Saturday, November 27, 2010

How to milk rabbits


published in The Fauquier Times-Democrat Weekend, Nov. 27, 2009

Did you know that you can milk rabbits? A mother rabbit only nurses her kits once or twice a day for fewer than five minutes. Even with such Spartan feedings, these little creatures grow from blind, limp, hairless rats to become small, fuzzy hoppers. In three weeks, they are a perfect miniature of a rabbit. If anything affirms the love of our Creator, it is in seeing new life.


Maybe you can’t milk rabbits, but I know how. This is my fourth (but not final) column on the pet rabbits we had in California. As a matter of fact, today's' column marks my 80th one since coming to Warrenton in 2005. (Not that I’ve been keeping track.)


We had rabbits for eighteen months a decade ago, and now I’m going to talk as if I'm some big rabbit expert. This is the miracle of American marketing. (The “big” part I’ve attained, but “expert” is doubtful.) Soon you are going to believe that I am, indeed, a big rabbit expert. This is the miracle of American consumerism. Someone puts it out there, and many of us gobble it up.


Here's a brief recap of my rabbit columns. (Like I am acquainted with “brief.”) We thought we had three female rabbits, but we had a reverse trio: two males and one female. (Usually a trio consists of one buck and two does.) While under the impression that females were housed together, there was some unauthorized mating. When the males were together, there was unauthorized fighting. No, I'm not talking about dorm arrangements – we are still talking rabbits.


My husband had threatened to do target practice on rabbits if they cost him one second of time or caused him one ounce of sweat. Soon, he was busy building a six-foot hutch with three separate enclosures. The much sought-after female was soon with kits. A rabbits can bear one to fifteen of them in about 31 days. Right after kindling, rabbits are not averse to immediately repeating the cycle.


My older daughters were nine and seven when they marked the due date on the calendar. As they counted down days, the two little Marsha the Milkmaids calculated their profits. They were going to sell baby bunnies, of course.

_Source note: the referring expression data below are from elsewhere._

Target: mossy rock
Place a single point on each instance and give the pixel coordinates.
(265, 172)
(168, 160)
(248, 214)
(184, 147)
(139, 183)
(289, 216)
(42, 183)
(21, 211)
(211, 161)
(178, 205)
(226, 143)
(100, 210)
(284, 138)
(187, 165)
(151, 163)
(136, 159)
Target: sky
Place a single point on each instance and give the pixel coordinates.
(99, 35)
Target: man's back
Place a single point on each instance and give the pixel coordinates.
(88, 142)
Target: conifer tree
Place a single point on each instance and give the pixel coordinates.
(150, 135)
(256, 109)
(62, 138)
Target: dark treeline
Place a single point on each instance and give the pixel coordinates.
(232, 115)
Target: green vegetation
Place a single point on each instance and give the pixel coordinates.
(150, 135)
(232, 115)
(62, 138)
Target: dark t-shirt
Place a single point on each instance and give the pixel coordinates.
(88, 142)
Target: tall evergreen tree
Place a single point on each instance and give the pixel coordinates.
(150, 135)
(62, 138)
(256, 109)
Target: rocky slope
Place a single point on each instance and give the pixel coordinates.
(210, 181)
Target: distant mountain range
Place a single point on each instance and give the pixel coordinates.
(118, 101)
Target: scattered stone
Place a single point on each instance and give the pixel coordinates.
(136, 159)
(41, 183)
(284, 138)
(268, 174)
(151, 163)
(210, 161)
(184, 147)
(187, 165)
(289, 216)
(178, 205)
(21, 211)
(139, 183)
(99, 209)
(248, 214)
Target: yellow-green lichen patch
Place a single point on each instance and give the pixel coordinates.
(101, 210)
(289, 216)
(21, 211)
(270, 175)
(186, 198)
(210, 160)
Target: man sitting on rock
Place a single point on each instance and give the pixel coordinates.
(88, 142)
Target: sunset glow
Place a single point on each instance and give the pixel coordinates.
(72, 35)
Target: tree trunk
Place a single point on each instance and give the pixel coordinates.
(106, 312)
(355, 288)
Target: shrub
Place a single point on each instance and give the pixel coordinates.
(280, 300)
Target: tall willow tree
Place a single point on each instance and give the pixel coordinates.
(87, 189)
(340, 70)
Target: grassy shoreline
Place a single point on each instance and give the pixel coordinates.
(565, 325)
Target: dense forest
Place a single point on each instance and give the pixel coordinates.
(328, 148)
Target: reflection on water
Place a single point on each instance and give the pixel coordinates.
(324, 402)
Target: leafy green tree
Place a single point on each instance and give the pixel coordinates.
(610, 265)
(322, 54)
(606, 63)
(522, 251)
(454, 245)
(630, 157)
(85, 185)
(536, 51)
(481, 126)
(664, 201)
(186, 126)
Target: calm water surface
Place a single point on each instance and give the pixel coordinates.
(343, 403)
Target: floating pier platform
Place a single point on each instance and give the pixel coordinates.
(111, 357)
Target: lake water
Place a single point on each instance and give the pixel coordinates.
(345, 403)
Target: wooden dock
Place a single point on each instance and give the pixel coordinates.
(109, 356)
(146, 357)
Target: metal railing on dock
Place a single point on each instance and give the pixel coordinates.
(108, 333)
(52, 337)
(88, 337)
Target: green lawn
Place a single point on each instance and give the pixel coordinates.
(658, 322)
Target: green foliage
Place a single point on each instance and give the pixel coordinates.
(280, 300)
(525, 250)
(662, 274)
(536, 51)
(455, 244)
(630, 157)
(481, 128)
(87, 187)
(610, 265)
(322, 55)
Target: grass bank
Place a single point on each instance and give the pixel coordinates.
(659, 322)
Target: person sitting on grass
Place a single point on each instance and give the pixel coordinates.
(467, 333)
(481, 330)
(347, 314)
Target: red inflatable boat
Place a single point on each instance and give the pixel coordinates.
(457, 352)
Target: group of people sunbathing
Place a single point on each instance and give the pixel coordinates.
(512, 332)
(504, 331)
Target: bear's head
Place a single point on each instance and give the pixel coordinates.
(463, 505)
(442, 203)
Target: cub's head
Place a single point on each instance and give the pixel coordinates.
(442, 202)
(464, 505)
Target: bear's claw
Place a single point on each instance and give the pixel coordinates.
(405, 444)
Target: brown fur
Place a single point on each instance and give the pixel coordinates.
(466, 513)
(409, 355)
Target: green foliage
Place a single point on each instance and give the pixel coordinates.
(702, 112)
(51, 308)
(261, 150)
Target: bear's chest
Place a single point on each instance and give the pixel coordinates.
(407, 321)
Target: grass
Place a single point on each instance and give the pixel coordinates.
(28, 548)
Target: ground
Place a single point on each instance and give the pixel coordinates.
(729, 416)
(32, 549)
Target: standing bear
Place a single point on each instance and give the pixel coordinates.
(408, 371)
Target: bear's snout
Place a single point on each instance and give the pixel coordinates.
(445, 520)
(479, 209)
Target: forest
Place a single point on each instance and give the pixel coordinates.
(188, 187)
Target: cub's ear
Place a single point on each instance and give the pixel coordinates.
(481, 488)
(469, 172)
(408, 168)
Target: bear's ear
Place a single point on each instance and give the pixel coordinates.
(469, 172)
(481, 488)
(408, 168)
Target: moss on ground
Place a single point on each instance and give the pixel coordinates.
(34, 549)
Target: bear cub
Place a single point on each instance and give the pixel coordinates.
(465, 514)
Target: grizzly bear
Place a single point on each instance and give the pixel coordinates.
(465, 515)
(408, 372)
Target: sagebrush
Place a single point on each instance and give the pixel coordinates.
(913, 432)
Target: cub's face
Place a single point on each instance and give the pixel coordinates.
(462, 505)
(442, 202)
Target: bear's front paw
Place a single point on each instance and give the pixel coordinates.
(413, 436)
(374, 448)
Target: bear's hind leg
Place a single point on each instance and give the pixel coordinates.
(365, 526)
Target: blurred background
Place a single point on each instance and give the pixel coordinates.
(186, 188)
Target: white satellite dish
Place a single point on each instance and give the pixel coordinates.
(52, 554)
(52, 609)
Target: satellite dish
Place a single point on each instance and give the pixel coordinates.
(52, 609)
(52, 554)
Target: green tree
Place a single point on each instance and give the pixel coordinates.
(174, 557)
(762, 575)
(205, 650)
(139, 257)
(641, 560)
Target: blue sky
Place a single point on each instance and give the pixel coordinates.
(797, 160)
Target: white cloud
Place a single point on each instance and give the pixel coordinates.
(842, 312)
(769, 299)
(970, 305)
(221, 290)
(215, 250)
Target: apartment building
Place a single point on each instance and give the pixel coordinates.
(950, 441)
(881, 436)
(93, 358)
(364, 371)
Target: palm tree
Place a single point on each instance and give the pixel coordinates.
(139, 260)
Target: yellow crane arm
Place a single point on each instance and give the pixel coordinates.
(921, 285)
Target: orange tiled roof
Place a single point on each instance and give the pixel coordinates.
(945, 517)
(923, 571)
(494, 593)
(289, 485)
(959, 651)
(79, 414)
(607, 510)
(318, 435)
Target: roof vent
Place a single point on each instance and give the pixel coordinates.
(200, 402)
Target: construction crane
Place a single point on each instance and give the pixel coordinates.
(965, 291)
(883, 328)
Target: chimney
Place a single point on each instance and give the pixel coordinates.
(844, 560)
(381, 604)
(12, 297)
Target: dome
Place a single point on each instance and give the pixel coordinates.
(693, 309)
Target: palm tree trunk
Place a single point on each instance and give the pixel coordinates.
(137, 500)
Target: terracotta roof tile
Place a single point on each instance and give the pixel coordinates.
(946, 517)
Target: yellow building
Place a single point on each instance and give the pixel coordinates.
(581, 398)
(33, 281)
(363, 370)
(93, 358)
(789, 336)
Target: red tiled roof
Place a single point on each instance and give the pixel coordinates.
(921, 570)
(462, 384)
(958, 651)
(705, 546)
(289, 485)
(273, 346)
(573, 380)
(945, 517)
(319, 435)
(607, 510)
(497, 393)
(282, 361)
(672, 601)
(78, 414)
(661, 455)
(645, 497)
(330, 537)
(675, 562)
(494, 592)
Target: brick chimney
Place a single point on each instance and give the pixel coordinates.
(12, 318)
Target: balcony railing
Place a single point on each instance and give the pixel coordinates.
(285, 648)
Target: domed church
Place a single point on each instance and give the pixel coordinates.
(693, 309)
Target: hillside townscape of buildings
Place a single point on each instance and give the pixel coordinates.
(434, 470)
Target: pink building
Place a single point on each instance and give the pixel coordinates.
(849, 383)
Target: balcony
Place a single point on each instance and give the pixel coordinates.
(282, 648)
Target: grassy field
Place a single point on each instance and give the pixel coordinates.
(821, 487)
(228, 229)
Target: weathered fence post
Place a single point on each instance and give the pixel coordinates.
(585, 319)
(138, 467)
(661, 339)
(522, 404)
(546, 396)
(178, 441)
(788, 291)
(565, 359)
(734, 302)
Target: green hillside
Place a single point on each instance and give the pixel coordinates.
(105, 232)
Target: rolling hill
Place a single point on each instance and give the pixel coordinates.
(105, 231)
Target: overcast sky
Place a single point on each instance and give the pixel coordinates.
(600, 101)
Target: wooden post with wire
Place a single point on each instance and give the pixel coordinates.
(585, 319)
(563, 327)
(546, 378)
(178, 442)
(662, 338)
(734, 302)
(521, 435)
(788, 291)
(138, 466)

They set their prices – should it be $ 5 per rabbit, or $ 20, like the pet store? Oh, fine – they could charge like the pet store. Their line of imaginary customers was undeterred by price.


How many bunnies should they bank on? The books said a litter could consist of one to fifteen, so they would be conservative and estimate a dozen. This female rabbit was looking more and more like a cash cow. Her litter could generate $ 240. I tried to inject doses of reality, but it's hard to be the hypodermic syringe in someone's hot air balloon of joy.


As the day approached, we put in a nest box. Sure enough, the morning arrived. The girls came squealing in from the backyard. There were four bunnies. Look, look! My daughters had brought them in. Two that they held out were cold and stiff. “Oh, honey,” I knew they had never touched death before. Fuzzy, the mother, must have kindled in the night, but not into the lined nest box. A kit that has fallen out of the nest box can sometimes be warmed and “brought back,” but these were too far gone. The other two had bloodied forepaws. Had Fuzzy been a little overzealous in cleaning her babies?


We then made the fateful decision to take over the care of the kits. Fuzzy was a novice at this. We should have realized then that so were we. We read up and prepared the substitute formula, complete with bonemeal. We put the babies into little newborn socks. We got droppers out and got busy playing mother rabbit. It didn't take long to find out that the Good Lord has already done a perfect casting job. Real mother rabbits suit that role best. The two little survivors did not make it long under our care. One got too cold, and all our desperate rewarming efforts were of no avail. We overfed the other baby or fed it too quickly. Dropper poised as usual, at the tiny mouth of the newborn, the babe sputtered as it suckled, and formula seeped up out of its nostrils. Death is a terrible enough thing to witness. Worse still is when it comes from your hands.


We were going to have a few more tries before our adventures were over. But at that time, we learned ever so much, far beyond the “don't count and cash in your bunnies before they hatch” aphorism. We learned the wonder and marvel of life itself, and the beauty of the Breath of Life. We learned that we do not hold it in our hands, and we have not the power to give it.


I hope you and your loved ones had a wonderful Thanksgiving together. Thank you, Friend, for being my reader.